Gold Prices and the U.S. Economy
What Makes Gold Prices Move
Gold prices reveal the true state of U.S. economic health. When gold prices are high, that signals the economy is not healthy. Investors buy gold as protection from either an economic crisis or inflation. Low gold prices mean the economy is healthy — making stocks, bonds, or real estate more profitable investments.
Gold prices reflect the beliefs of commodities traders. If they think the economy is doing poorly, they will buy more gold. If they think the economy is doing well, they will buy less gold. Gold prices reveal what savvy investors know about economic health. Here are examples of how that works.
The Gold Rush Started It All
When gold was found at Sutter's Ranch in 1848, it inspired the Gold Rush to California and the unification of western America. In 1861, U.S. Treasury Secretary Salmon Chase printed the first U.S. paper currency backed by gold. That was the beginning of the gold standard.
Gold Prices and the Great Depression
The price of gold went from $20.67 an ounce in 1929 to $35 an ounce in 1934. The Federal Reserve was trying to maintain the gold standard as the economy continued to worsen. That contributed to the Great Depression, sparked by the stock market crash of 1929 and multiple bank failures.
People started to hoard gold for protection. While countries in Europe had dropped the gold standard, the United States held on. In 1934, President Franklin D. Roosevelt finally took action and signed the Gold Reserve Act. This made it illegal for the general public to own gold in most forms.
The Act required people to exchange their gold coins, bullion, and certificates for $20.67 per ounce in paper money. It helped the federal government bolster its reserves of gold.
The government raised the price of gold to $35 an ounce, allowing it to print more paper money. Slowly, the economy started to grow again.
Gold Prices Tripled in One Day
One of the most important moments in gold price history was the day President Richard M. Nixon detached the U.S. dollar from the gold standard. Gold prices skyrocketed from $42 to $120 an ounce.
In 1971, Nixon told the nation's central bank to stop redeeming the dollar for its value in gold. Foreign central banks could no longer exchange their dollars for U.S. gold. Nixon wanted to make the value of the dollar weaker compared to gold. He thought that would end the inflation caused by his wage-price controls.

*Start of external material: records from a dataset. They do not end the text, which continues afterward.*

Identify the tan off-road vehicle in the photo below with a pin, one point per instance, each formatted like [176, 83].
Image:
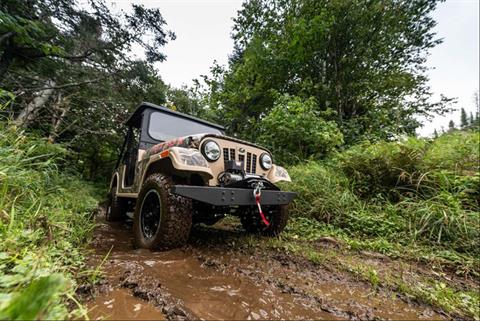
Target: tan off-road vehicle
[176, 170]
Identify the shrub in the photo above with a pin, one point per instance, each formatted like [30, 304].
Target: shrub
[409, 191]
[45, 218]
[382, 169]
[295, 131]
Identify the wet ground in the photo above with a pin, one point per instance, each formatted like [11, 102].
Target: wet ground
[214, 278]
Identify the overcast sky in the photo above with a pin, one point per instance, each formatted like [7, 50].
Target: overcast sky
[203, 35]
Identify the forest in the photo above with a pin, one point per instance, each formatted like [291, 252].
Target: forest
[335, 89]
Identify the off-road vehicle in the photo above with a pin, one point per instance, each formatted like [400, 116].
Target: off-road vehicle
[176, 170]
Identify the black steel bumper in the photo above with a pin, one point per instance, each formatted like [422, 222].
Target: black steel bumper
[223, 196]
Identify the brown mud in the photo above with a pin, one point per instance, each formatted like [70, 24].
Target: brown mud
[214, 277]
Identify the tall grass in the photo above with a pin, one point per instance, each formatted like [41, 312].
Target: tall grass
[45, 218]
[415, 191]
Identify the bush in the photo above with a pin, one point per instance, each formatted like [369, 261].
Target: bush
[382, 169]
[45, 218]
[411, 191]
[295, 131]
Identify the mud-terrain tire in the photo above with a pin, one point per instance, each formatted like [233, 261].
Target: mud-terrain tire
[276, 215]
[117, 207]
[162, 220]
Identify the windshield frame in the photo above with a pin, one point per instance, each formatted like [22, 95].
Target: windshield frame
[204, 127]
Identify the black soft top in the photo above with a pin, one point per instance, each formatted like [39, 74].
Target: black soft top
[135, 118]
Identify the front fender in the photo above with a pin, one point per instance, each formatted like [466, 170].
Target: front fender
[178, 160]
[278, 174]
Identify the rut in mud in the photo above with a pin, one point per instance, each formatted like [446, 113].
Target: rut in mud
[211, 278]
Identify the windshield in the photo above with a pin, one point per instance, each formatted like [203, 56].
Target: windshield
[165, 127]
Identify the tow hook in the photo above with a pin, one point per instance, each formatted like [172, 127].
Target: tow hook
[257, 193]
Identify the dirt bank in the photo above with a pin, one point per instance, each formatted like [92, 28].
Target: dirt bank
[221, 274]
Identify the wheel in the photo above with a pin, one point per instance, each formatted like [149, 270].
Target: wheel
[117, 208]
[162, 220]
[276, 215]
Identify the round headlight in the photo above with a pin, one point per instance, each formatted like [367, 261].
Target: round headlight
[211, 150]
[266, 161]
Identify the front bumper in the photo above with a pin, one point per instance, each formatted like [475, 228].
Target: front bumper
[224, 196]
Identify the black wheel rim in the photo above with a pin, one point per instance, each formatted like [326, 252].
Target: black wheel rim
[150, 214]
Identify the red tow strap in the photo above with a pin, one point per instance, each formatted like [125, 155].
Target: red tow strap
[264, 219]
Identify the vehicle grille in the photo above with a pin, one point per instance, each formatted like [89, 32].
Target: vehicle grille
[250, 166]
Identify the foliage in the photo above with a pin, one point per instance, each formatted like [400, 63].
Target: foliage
[364, 60]
[45, 218]
[295, 131]
[398, 192]
[70, 67]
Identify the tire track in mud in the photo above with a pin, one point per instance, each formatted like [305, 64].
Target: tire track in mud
[211, 278]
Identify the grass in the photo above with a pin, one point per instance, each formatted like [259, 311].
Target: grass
[302, 234]
[393, 196]
[45, 220]
[416, 200]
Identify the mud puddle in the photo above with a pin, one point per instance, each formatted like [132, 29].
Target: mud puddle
[119, 304]
[208, 280]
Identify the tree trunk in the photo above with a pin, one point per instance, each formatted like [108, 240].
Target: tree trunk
[29, 112]
[59, 112]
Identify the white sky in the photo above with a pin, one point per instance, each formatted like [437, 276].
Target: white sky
[203, 35]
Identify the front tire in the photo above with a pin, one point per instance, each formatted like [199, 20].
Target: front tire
[117, 208]
[162, 220]
[277, 215]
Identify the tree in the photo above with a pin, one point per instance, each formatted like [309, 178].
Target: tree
[73, 75]
[451, 126]
[463, 119]
[363, 59]
[294, 130]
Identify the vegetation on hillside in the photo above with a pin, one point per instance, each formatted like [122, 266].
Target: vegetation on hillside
[45, 219]
[334, 88]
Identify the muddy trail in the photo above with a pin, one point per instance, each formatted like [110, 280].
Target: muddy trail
[215, 278]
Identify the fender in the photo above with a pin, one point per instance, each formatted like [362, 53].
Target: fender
[278, 174]
[114, 177]
[177, 160]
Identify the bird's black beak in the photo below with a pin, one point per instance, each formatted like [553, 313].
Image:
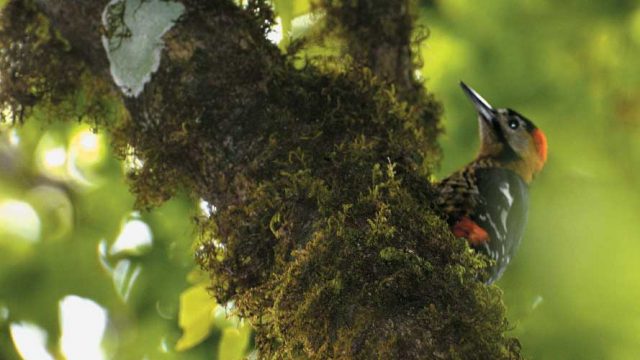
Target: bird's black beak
[482, 106]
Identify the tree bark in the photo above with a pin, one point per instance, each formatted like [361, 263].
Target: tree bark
[324, 236]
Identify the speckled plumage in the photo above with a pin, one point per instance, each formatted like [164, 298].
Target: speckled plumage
[486, 201]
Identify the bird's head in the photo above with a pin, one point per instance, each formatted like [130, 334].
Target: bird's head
[509, 137]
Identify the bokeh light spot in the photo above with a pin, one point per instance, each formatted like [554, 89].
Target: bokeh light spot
[82, 324]
[30, 341]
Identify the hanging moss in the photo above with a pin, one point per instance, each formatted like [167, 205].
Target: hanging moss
[325, 237]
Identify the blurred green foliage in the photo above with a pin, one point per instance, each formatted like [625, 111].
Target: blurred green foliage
[572, 290]
[572, 67]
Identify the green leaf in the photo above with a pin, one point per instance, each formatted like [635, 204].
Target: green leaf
[234, 342]
[197, 314]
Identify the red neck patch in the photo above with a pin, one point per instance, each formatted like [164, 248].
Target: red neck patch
[541, 144]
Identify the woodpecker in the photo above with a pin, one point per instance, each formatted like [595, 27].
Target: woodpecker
[486, 201]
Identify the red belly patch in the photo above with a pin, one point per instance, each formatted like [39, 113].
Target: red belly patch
[468, 229]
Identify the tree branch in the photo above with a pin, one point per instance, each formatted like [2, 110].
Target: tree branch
[325, 237]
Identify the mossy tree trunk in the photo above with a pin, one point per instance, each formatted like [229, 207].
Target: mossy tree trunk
[325, 236]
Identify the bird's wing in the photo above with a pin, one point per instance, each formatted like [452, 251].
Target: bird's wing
[502, 212]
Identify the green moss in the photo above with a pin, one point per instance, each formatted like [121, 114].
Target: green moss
[325, 237]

By 1976, Nixon abandoned the gold standard completely.
June 2, 2016 - Gold Rose $100 in Six Hours
In June 2016, gold prices surged $100 an ounce in six hours. Investors panicked in the wake of Brexit, when Great Britain voted to leave the European Union. Prices rose from $1,254.96 at 4 p.m. on June 23, the evening of the Brexit vote, to $1,347.12 at midnight. Investors bought gold as a hedge against a declining euro and British pound.

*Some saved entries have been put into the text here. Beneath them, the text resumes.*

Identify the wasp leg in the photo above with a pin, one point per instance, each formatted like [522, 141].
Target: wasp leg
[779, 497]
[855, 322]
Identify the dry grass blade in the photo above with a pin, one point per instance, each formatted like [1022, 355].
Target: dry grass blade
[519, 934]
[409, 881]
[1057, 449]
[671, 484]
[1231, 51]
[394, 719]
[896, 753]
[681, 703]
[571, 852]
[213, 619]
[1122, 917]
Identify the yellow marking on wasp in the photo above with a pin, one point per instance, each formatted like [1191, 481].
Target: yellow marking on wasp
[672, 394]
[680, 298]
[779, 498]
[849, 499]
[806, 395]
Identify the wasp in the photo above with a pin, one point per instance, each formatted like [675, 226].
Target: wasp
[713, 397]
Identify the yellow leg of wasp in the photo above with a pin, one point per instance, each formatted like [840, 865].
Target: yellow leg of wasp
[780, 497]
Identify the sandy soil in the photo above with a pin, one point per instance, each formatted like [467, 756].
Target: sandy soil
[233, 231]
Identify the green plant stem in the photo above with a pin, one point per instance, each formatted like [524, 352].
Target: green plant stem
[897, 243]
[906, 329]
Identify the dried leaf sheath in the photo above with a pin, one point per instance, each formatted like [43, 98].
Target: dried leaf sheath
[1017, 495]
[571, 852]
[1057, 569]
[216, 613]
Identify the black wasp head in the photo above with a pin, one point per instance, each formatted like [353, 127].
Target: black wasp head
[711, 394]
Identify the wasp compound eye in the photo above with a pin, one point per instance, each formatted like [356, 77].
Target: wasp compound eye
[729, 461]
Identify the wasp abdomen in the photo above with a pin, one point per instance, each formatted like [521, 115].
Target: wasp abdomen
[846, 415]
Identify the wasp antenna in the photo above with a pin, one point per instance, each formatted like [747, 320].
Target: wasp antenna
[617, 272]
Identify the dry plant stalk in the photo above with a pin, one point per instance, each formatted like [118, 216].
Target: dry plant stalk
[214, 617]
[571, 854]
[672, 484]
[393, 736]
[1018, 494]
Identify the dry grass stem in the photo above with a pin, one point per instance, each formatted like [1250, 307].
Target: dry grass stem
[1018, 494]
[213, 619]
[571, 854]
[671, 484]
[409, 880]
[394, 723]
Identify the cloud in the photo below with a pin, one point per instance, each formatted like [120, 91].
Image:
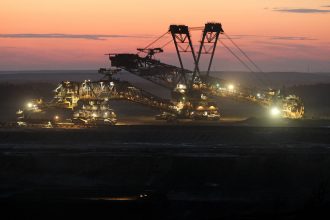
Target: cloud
[291, 38]
[72, 36]
[302, 10]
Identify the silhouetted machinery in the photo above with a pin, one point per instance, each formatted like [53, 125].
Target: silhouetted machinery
[87, 103]
[196, 86]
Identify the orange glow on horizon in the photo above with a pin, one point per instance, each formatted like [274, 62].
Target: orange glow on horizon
[137, 22]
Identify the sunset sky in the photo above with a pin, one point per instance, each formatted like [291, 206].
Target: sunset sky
[279, 35]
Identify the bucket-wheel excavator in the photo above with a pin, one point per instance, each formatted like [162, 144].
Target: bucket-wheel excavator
[193, 92]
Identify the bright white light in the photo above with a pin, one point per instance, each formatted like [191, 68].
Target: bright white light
[275, 111]
[231, 87]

In 2016, the U.S. stock market also entered a stock market correction. As the Dow Jones Averages fell, gold prices rose.
September 2011 - Gold Hits All-Time High of $1,895 an Ounce
On September 5, 2011, gold reached its record high of $1,895 per ounce. A weak jobs report, ongoing Eurozone debt crisis, and lingering uncertainty over the U.S. debt ceiling caused prices to nearly double from $1,000 an ounce in 2009.
In July, investors worried that Congress wouldn't raise the debt ceiling in time. Without the ability to issue new debt, the federal government might have defaulted on its debt.
In September 2009, gold was trading near its all-time high of $1,032. As the dollar declined, many wondered whether it was a good time to buy gold. It was, if you had a crystal ball and could see into the future. At the time, the world was coming out of the 2008 financial crisis. Many thought economic growth would bounce back as it did following any other recession. Instead, a high foreclosure rate in the United States and growing sovereign debt concerns in Europe kept investors on edge.
Still, most financial planners will advise you have no more than 10% of your assets in gold.